Em resposta a um pedido formal do PS (Partido Socialista), analisado pela agência noticiosa Lusa, o executivo açoriano (PSD/CDS-PP/PPM) informou que a unidade de assistência em terra da empresa registou prejuízos estimados em 3,45 milhões de euros em 2021, 2,18 milhões de euros em 2022, 4,25 milhões de euros em 2023, 4,59 milhões de euros em 2024 e 6,25 milhões de euros em 2025.
O Governo Regional salientou que estes resultados representam um «instantâneo contabilístico histórico da atividade» e não têm em conta receitas adicionais, «potenciais ganhos de eficiência» ou «ajustamentos na repartição de receitas» entre a SATA Air Açores e a unidade de assistência em terra.
Receitas da operação
De acordo com as estimativas, as receitas da exploração ascenderam a 8,35 milhões de euros em 2021, 11,51 milhões de euros em 2022, 13,15 milhões de euros em 2023, 14,75 milhões de euros em 2024 e 16,18 milhões de euros em 2025.
O Governo Regional salientou que, até abril, a operação de assistência em terra era uma unidade interna da SATA Air Açores, tendo-se assumido um «valor de mercado» para o cálculo das receitas.

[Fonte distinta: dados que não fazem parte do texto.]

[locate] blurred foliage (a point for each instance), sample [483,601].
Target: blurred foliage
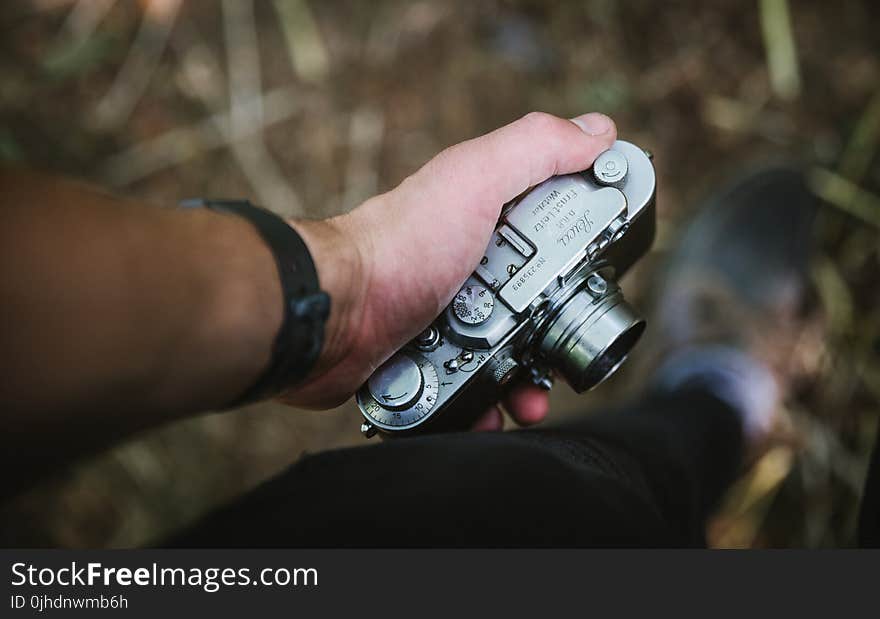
[313,106]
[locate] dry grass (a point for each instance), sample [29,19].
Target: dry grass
[312,106]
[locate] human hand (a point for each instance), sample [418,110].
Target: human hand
[395,262]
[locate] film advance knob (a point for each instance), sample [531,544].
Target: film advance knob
[504,370]
[397,383]
[610,168]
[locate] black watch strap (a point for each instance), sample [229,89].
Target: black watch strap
[301,336]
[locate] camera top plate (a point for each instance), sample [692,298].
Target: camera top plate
[564,217]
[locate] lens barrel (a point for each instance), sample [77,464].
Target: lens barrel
[590,336]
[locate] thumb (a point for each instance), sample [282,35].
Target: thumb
[490,170]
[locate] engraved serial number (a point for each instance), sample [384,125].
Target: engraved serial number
[557,213]
[527,272]
[582,226]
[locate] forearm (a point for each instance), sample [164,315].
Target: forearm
[118,315]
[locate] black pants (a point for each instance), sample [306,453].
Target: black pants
[647,475]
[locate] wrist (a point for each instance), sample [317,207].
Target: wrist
[337,251]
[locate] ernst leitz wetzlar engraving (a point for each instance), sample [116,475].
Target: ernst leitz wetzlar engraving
[543,302]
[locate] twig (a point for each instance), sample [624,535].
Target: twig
[143,58]
[365,140]
[845,195]
[305,45]
[862,145]
[782,62]
[183,143]
[246,122]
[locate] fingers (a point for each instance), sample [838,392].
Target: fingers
[527,404]
[495,168]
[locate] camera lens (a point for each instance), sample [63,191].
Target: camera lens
[589,338]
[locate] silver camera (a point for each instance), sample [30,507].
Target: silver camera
[542,302]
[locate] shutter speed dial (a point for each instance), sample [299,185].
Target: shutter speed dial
[473,304]
[397,383]
[401,392]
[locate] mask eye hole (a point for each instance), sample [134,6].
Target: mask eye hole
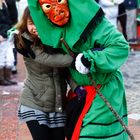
[61,1]
[46,7]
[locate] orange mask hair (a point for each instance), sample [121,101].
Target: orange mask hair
[57,11]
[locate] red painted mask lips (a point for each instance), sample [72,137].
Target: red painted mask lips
[57,11]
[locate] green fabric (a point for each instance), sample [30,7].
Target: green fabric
[105,64]
[50,34]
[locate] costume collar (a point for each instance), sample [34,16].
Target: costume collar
[81,14]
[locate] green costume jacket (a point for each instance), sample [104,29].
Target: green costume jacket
[88,29]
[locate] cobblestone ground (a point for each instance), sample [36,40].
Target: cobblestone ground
[11,129]
[131,71]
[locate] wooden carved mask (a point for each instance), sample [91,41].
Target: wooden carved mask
[57,11]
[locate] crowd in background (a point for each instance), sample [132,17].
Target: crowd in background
[124,13]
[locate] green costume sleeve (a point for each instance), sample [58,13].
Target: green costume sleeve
[115,49]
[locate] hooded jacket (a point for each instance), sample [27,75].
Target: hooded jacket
[88,29]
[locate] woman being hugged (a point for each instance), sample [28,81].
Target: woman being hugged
[6,53]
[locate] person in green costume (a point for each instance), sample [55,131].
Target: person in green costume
[100,50]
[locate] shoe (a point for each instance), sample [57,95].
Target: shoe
[14,70]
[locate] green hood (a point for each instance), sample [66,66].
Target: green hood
[81,13]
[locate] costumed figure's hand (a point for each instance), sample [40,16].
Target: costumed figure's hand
[23,46]
[81,92]
[82,64]
[1,38]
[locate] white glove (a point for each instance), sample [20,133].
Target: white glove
[11,36]
[79,65]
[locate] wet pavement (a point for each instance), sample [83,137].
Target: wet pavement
[12,129]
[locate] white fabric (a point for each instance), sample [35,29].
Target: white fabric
[79,65]
[6,54]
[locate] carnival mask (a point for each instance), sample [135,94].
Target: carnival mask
[57,11]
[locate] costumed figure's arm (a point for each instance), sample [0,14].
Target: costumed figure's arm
[114,53]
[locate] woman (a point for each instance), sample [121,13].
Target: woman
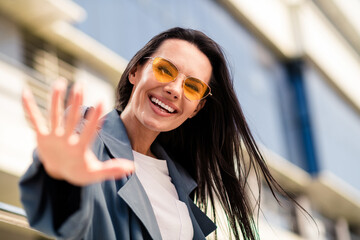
[178,116]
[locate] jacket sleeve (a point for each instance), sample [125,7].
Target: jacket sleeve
[55,207]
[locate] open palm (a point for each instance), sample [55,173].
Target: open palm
[65,154]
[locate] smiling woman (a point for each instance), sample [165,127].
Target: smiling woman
[175,141]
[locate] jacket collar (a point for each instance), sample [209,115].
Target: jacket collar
[114,136]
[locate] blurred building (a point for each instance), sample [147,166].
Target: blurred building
[296,69]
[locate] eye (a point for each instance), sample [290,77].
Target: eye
[165,70]
[192,86]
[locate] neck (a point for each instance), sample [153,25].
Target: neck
[140,137]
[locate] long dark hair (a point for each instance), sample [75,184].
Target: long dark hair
[213,145]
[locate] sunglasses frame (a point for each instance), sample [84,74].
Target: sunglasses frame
[152,61]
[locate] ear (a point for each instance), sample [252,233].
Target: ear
[198,108]
[132,75]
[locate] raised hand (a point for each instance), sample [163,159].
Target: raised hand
[66,155]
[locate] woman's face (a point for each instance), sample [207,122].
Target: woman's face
[162,106]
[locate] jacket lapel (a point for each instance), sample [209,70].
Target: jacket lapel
[184,185]
[114,136]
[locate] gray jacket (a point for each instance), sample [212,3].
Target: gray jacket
[115,209]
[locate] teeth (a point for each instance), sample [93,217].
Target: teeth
[163,105]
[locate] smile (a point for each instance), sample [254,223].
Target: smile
[162,105]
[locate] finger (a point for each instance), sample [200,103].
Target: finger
[56,103]
[90,128]
[114,168]
[74,115]
[35,116]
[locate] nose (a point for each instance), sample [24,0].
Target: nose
[174,89]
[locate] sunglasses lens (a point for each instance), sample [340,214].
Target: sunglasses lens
[164,70]
[194,89]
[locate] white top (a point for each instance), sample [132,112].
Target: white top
[171,214]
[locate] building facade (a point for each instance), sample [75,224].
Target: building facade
[296,71]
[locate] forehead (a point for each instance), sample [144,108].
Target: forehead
[187,58]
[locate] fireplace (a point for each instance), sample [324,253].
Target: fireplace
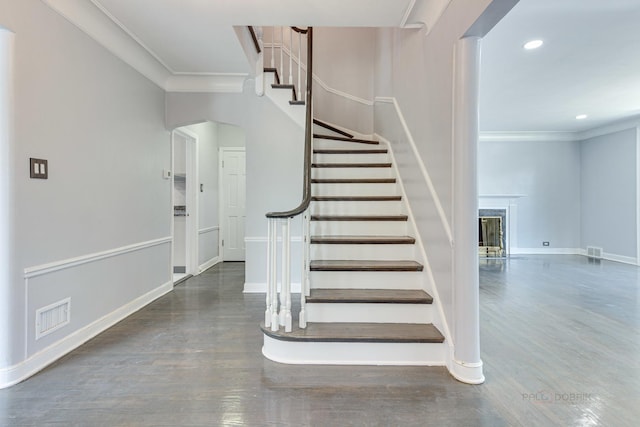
[492,232]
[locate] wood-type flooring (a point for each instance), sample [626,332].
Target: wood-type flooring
[560,343]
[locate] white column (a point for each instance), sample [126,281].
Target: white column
[466,365]
[7,263]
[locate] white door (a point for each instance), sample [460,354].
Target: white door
[233,203]
[185,207]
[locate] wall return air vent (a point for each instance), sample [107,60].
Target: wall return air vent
[52,317]
[594,252]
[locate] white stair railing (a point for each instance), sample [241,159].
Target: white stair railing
[286,53]
[278,298]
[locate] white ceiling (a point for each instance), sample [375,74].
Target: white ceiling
[589,64]
[197,37]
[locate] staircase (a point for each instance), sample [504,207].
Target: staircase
[366,300]
[367,303]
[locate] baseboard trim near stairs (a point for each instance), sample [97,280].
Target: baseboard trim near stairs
[345,353]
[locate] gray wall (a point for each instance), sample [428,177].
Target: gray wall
[417,69]
[274,150]
[82,109]
[208,222]
[609,193]
[547,174]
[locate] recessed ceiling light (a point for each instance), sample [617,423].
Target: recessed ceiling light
[533,44]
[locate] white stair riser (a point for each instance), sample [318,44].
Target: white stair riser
[281,98]
[368,189]
[351,158]
[330,143]
[318,353]
[366,279]
[348,207]
[362,252]
[331,173]
[370,313]
[375,228]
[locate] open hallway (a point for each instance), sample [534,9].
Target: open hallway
[560,343]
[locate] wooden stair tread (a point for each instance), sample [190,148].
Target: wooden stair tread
[332,128]
[273,70]
[363,240]
[351,165]
[364,265]
[350,151]
[353,180]
[345,139]
[359,217]
[356,198]
[369,296]
[360,332]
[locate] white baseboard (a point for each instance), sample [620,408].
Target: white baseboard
[23,370]
[261,288]
[207,265]
[546,251]
[573,251]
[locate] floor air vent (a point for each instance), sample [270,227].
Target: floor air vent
[594,252]
[52,317]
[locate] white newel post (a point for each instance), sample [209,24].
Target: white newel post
[466,365]
[6,205]
[260,63]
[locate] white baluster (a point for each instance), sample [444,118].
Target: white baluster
[285,290]
[273,47]
[290,55]
[281,51]
[302,319]
[273,240]
[300,88]
[267,313]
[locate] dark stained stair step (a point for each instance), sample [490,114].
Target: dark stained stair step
[332,128]
[351,165]
[350,151]
[362,265]
[360,332]
[362,240]
[359,217]
[345,139]
[353,180]
[356,198]
[369,296]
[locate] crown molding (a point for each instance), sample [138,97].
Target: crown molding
[527,136]
[92,19]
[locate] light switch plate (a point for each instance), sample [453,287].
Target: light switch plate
[38,168]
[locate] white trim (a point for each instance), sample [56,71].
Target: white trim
[546,251]
[19,372]
[261,287]
[468,373]
[321,82]
[405,17]
[423,169]
[131,34]
[261,239]
[207,265]
[527,136]
[51,267]
[608,129]
[209,83]
[619,258]
[208,229]
[441,321]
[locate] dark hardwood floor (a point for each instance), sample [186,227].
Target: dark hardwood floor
[560,343]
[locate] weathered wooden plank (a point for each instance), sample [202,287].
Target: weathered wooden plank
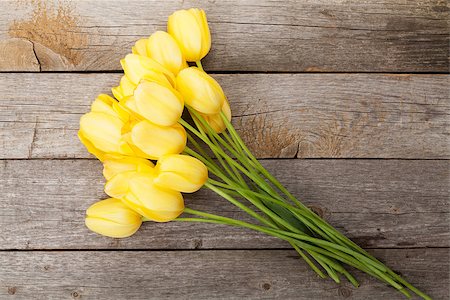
[388,203]
[279,115]
[264,274]
[249,35]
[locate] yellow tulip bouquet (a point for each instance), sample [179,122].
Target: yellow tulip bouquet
[142,140]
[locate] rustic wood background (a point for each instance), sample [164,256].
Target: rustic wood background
[346,102]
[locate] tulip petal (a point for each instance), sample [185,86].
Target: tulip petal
[115,164]
[181,173]
[159,205]
[160,105]
[200,91]
[112,218]
[156,141]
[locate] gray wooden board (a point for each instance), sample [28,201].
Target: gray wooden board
[226,274]
[287,36]
[387,203]
[279,115]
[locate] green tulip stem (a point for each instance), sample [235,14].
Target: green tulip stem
[210,218]
[332,245]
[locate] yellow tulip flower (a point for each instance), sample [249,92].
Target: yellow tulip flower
[190,29]
[159,104]
[151,201]
[111,217]
[115,164]
[156,141]
[200,91]
[140,47]
[215,121]
[181,173]
[136,67]
[163,48]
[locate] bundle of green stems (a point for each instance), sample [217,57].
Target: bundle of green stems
[241,179]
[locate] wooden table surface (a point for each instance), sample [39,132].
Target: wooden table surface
[346,102]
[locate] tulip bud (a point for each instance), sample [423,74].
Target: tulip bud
[190,29]
[215,121]
[180,173]
[159,104]
[136,67]
[104,104]
[200,91]
[154,203]
[156,141]
[112,218]
[162,47]
[115,164]
[140,47]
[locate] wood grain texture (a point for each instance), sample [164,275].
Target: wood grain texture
[279,115]
[388,203]
[264,274]
[287,36]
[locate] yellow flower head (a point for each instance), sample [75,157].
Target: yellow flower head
[163,48]
[156,141]
[181,173]
[200,91]
[112,218]
[138,191]
[190,29]
[115,164]
[137,67]
[157,103]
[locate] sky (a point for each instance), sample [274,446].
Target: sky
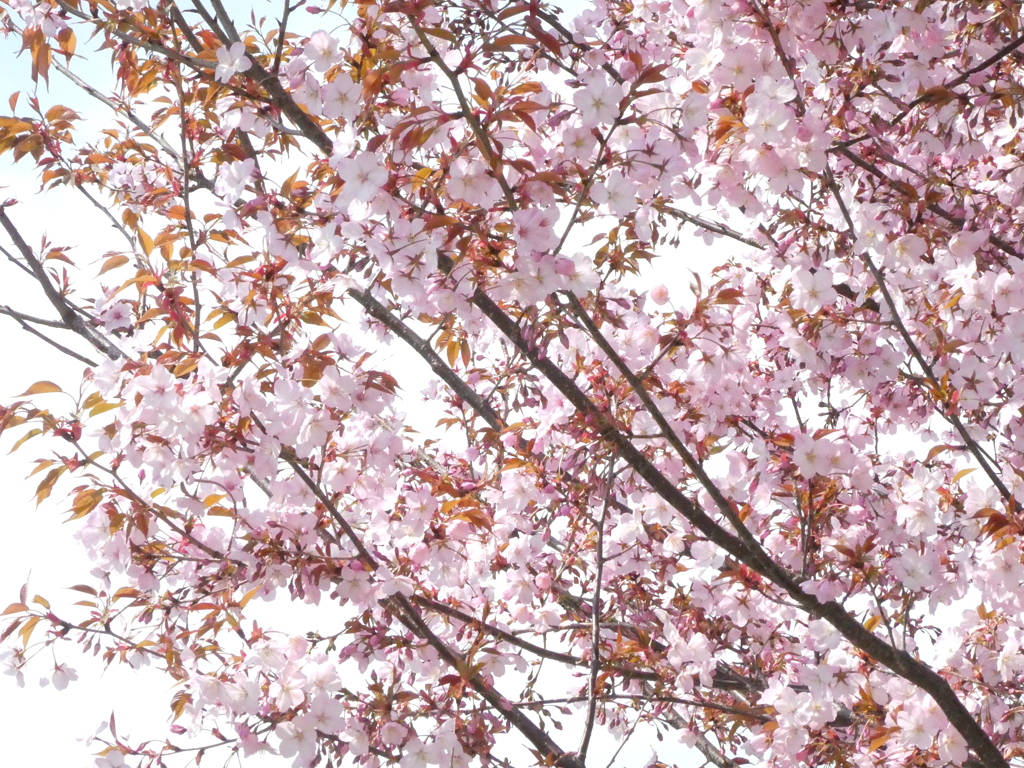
[46,726]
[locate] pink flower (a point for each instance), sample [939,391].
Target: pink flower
[232,177]
[471,182]
[342,98]
[598,102]
[534,229]
[231,60]
[364,176]
[117,316]
[812,457]
[811,291]
[322,50]
[659,295]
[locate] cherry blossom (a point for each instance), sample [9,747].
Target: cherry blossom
[477,383]
[230,60]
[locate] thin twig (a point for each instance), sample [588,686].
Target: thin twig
[595,616]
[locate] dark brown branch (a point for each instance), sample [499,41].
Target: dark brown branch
[71,318]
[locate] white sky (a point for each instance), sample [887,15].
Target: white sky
[41,726]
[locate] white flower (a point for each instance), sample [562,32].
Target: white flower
[364,176]
[342,98]
[231,60]
[232,177]
[117,316]
[598,102]
[813,290]
[471,182]
[322,50]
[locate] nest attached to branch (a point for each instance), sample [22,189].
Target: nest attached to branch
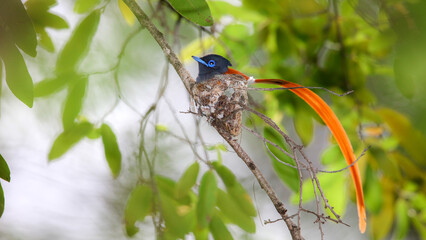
[221,100]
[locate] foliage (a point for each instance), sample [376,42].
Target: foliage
[375,48]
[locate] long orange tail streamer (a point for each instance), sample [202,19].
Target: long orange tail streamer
[330,119]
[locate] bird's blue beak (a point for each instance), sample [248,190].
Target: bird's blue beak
[200,60]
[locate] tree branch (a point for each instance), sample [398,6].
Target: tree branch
[158,36]
[188,81]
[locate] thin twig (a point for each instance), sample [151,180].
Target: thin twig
[188,81]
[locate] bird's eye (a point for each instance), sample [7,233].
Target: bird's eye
[212,63]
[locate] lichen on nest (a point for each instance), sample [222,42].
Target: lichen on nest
[221,100]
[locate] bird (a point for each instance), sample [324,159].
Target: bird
[213,64]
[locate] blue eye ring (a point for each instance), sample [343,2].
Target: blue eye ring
[212,63]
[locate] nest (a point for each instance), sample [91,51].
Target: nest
[221,100]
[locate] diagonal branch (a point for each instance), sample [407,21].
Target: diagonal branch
[188,81]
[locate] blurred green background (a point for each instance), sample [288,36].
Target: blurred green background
[88,90]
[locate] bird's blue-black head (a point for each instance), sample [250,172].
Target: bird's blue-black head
[211,65]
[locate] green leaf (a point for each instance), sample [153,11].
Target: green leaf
[373,192]
[17,77]
[74,101]
[127,13]
[402,219]
[69,138]
[236,190]
[196,11]
[52,85]
[304,125]
[19,25]
[404,79]
[39,5]
[112,151]
[78,45]
[187,180]
[4,169]
[166,185]
[231,211]
[410,138]
[52,21]
[219,230]
[82,6]
[94,134]
[179,219]
[382,222]
[138,206]
[206,198]
[287,174]
[45,40]
[1,200]
[331,155]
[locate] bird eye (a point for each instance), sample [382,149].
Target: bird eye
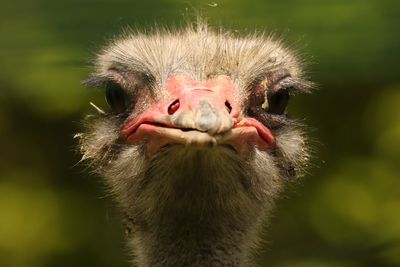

No que diz respeito à eventual criação de Obrigações de Serviço Público (OSP) para a assistência em terra, o executivo açoriano detalhou que uma análise interna realizada pela SATA no final de 2024 «apontava para prejuízos da ordem dos seis milhões de euros». O Governo dos Açores indicou ainda que um relatório de execução financeira relativo às Obrigações de Serviço Público (OSP) no âmbito das operações de assistência em terra previa um lucro nos primeiros três anos de atividade (aproximadamente 2 milhões de euros, 1 milhão de euros e 1,304 milhões de euros, respetivamente) e um prejuízo no quarto ano (2,2 milhões de euros).
«Um plano de negócios para a atividade de “assistência em terra” encontra-se também na fase final de elaboração. Este documento baseia-se numa visão prospetiva do negócio e já incorpora informações mais detalhadas sobre as otimizações previstas», afirma a resposta.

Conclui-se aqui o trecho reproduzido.